Zij zou op bovennatuurlijke wijze zwanger zijn geraakt van Nimrod die na zijn dood was overgegaan naar het rijk der goden en toen vereerd werd als hoofdgod Marduk en uitgeroepen tot de rijksgod van de Babyloniërs. Semiramis zou op 25 maart (Ishtar = Eastern) zwanger zijn geraakt en precies negen maanden later op 25 december haar zoon Tammuz ter wereld hebben gebracht. Deze zoon werd in het Soemerisch Ninus genoemd. Zij vertelde dat het kind een reïncarnatie was van Nimrod, eveneens geboren op 25 december. Het was volgens de mysteriën van Babel een prachtige ‘zoon’, schoon van gestalte. Toen zij hem aan het volk toonde, werd hij begroet als de beloofde verlosser.

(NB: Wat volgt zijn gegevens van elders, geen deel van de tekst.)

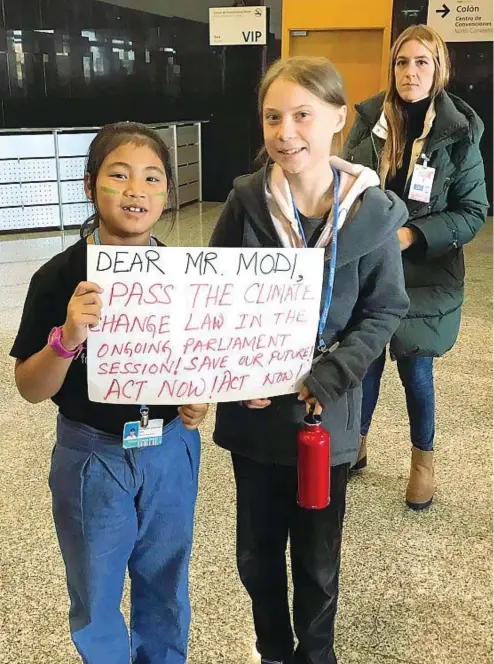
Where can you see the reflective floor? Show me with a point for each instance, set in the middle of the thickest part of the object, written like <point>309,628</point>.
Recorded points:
<point>415,588</point>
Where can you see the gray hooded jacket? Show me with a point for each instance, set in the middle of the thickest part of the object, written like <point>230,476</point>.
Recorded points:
<point>369,299</point>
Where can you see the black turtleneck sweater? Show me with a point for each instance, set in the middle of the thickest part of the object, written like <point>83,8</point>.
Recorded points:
<point>414,122</point>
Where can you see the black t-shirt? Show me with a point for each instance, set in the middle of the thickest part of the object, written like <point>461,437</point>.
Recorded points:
<point>46,307</point>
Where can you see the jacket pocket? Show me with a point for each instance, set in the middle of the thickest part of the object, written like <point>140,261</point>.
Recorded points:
<point>350,398</point>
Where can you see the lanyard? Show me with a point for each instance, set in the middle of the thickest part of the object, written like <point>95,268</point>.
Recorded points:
<point>332,261</point>
<point>144,410</point>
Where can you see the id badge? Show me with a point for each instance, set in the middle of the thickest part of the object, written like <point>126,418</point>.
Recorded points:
<point>135,435</point>
<point>421,184</point>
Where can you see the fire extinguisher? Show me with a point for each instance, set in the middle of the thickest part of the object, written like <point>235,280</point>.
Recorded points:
<point>313,464</point>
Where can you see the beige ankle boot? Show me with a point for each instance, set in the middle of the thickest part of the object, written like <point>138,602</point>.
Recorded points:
<point>422,483</point>
<point>361,462</point>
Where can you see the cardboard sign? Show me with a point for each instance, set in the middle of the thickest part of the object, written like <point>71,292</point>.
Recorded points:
<point>183,326</point>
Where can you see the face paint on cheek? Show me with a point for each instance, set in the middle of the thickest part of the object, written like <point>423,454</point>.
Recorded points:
<point>109,190</point>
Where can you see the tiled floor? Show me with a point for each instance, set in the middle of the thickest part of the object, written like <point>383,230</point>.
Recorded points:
<point>415,588</point>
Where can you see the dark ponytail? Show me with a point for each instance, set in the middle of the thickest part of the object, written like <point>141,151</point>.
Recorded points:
<point>110,138</point>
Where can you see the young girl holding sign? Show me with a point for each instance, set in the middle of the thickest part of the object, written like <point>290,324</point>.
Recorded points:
<point>115,505</point>
<point>305,197</point>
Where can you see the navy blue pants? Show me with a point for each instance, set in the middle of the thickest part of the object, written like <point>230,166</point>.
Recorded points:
<point>116,509</point>
<point>416,374</point>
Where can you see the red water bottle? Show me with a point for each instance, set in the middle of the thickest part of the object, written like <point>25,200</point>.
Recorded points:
<point>313,464</point>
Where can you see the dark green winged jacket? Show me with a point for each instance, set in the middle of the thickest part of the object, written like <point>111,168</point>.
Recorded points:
<point>434,266</point>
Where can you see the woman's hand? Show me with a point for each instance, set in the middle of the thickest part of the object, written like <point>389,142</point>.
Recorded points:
<point>257,404</point>
<point>193,415</point>
<point>311,403</point>
<point>406,237</point>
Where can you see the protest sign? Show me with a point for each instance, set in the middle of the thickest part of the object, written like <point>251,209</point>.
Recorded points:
<point>187,325</point>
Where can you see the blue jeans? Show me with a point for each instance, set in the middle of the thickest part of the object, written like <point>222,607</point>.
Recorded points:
<point>116,509</point>
<point>417,379</point>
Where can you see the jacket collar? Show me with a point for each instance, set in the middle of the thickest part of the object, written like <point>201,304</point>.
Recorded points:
<point>453,119</point>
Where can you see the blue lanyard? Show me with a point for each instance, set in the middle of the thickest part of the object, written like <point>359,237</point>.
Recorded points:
<point>144,410</point>
<point>332,261</point>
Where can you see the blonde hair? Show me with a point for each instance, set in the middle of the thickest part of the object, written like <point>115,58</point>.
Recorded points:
<point>316,74</point>
<point>394,147</point>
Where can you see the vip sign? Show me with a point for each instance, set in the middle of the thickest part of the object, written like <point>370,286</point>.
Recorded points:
<point>462,20</point>
<point>237,26</point>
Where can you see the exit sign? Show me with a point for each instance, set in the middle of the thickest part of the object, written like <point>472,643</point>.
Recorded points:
<point>237,26</point>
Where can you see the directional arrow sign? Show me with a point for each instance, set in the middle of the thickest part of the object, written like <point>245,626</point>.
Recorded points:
<point>461,20</point>
<point>444,11</point>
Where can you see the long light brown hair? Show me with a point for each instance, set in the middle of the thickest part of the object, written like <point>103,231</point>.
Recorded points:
<point>394,147</point>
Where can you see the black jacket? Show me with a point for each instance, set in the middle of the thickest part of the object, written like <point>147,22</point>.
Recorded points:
<point>369,300</point>
<point>434,267</point>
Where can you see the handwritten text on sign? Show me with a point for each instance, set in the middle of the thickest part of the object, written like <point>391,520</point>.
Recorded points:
<point>202,325</point>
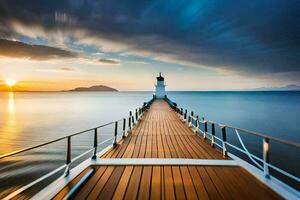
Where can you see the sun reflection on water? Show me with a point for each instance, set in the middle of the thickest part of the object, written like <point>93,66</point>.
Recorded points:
<point>11,105</point>
<point>9,129</point>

Na de geboorte gaf Semiramis de bevolking van Babylon de opdracht een boom uit het bos te halen en die te versieren met kleine balletjes die de zon moesten voorstellen. Opvallend bij dit verhaal is dat de hoofdlijnen bijzonder veel overeenkomst vertonen met de geboorte van de Heere Jezus. De vrouw is een maagd die op bovennatuurlijke wijze een zoon ontving. De zoon stierf op gewelddadige wijze. Echter, als ‘god’ kwam hij tot nieuw leven. Semiramis werd in het latere Assyrische rijk vooral bekend onder de naam Astarte. De naam Astarte betekent: ‘Asht-tart’ dat betekent ‘de vrouw die torens maakte’. Bij de altaren van Astarte werden bij voorkeur dennenbomen geplant. Tijdens offerfeesten werden deze bomen versierd. Ook werden in het oude Babylon afbeeldingen van zon, maan en sterren gebruikt. Dit alles ter ere van de zonnegod. De Pagan-gelovige gebruikte ook slingers van bloemen als offer voor de boomgeest.

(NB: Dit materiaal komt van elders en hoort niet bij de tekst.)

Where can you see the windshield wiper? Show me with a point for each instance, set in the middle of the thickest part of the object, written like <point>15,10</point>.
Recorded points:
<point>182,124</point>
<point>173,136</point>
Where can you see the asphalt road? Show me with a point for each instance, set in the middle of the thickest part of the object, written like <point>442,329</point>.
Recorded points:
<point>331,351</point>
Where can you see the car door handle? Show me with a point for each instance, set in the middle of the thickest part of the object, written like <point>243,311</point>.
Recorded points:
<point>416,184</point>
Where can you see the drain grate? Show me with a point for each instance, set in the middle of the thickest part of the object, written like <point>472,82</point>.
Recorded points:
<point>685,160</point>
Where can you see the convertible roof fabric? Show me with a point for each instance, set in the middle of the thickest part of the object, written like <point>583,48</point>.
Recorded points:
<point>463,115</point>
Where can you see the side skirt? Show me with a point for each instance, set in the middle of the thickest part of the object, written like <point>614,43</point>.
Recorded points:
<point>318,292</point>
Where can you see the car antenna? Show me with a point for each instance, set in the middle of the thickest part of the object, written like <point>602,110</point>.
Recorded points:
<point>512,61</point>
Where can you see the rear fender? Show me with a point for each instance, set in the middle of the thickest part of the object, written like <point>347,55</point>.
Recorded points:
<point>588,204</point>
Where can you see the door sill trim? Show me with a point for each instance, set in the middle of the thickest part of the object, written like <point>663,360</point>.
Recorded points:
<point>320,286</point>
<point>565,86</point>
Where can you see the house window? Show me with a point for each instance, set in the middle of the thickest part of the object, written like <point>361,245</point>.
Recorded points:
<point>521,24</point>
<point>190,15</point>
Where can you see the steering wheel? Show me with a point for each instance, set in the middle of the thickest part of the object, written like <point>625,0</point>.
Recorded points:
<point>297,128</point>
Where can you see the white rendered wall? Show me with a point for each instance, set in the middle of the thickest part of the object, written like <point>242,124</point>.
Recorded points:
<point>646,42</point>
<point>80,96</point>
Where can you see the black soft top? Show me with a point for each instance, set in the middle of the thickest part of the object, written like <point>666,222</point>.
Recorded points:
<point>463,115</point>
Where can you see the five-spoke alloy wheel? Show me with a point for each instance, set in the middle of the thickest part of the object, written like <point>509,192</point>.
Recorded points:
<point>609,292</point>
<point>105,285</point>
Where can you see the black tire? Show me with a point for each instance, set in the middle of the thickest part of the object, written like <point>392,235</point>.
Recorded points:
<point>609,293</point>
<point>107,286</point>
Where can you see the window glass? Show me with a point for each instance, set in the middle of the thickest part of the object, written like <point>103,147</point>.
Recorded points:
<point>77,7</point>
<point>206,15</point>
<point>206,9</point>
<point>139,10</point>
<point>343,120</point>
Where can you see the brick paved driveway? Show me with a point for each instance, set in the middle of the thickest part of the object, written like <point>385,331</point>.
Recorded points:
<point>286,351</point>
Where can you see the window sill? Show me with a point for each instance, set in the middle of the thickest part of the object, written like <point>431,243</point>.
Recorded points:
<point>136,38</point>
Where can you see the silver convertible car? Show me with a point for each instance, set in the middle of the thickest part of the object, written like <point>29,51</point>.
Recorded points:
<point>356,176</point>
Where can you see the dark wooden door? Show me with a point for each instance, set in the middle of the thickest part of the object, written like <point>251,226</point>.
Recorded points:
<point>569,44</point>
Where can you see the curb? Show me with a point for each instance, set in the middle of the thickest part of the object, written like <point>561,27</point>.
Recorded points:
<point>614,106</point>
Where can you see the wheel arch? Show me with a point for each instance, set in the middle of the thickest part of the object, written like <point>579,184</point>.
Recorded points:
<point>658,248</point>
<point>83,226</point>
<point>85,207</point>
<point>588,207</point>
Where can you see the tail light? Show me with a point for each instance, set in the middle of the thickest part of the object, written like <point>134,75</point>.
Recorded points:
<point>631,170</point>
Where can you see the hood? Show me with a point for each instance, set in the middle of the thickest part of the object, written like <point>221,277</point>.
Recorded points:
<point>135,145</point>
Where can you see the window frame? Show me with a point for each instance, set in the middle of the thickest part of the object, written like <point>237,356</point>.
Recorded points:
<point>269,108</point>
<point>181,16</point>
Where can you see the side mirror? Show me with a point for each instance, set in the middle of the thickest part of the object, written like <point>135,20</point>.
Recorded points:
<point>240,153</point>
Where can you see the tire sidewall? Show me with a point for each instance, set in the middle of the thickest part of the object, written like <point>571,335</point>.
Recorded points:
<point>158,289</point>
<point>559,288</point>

De Bijbel maakt duidelijk dat het kappen, versieren en in je huis plaatsen van een boom een afgodisch gebruik is. De profeet Jeremia zegt daar het volgende over Jeremia 10 vers 1-5: Hoort het woord, dat de Heere tot u spreekt, huis van Israël! Zo zegt de Heere: Gewen u niet aan de weg der volken en schrikt niet voor de tekenen aan de hemel, omdat de volken daarvoor schrikken. Want de handelswijze der volken, die is nietigheid: want als een stuk hout heeft men het uit het woud gehakt, arbeid van werkmanshanden met de bijl, met zilver en goud siert men het op, met spijkers en hamers maakt men het vast, zodat het niet waggelt.
Jeremia spreekt hier over het gebruik van bomen uit het bos hakken en opsieren. Zij doen dit vanwege de ‘tekenen aan de hemel’, de terugkeer van de zon. Dat is dan ook de basis van het kerstfeest zoals dat tegenwoordig wordt gevierd: verlichte en opgesierde bomen en alles wat daar zoal bij hoort. Toen de jaren verstreken werd 25 december een dag waarop over de hele aarde de zon werd aanbeden. Het was een tijd van orgieën, babyoffers, dronkenschap en vrolijkheid.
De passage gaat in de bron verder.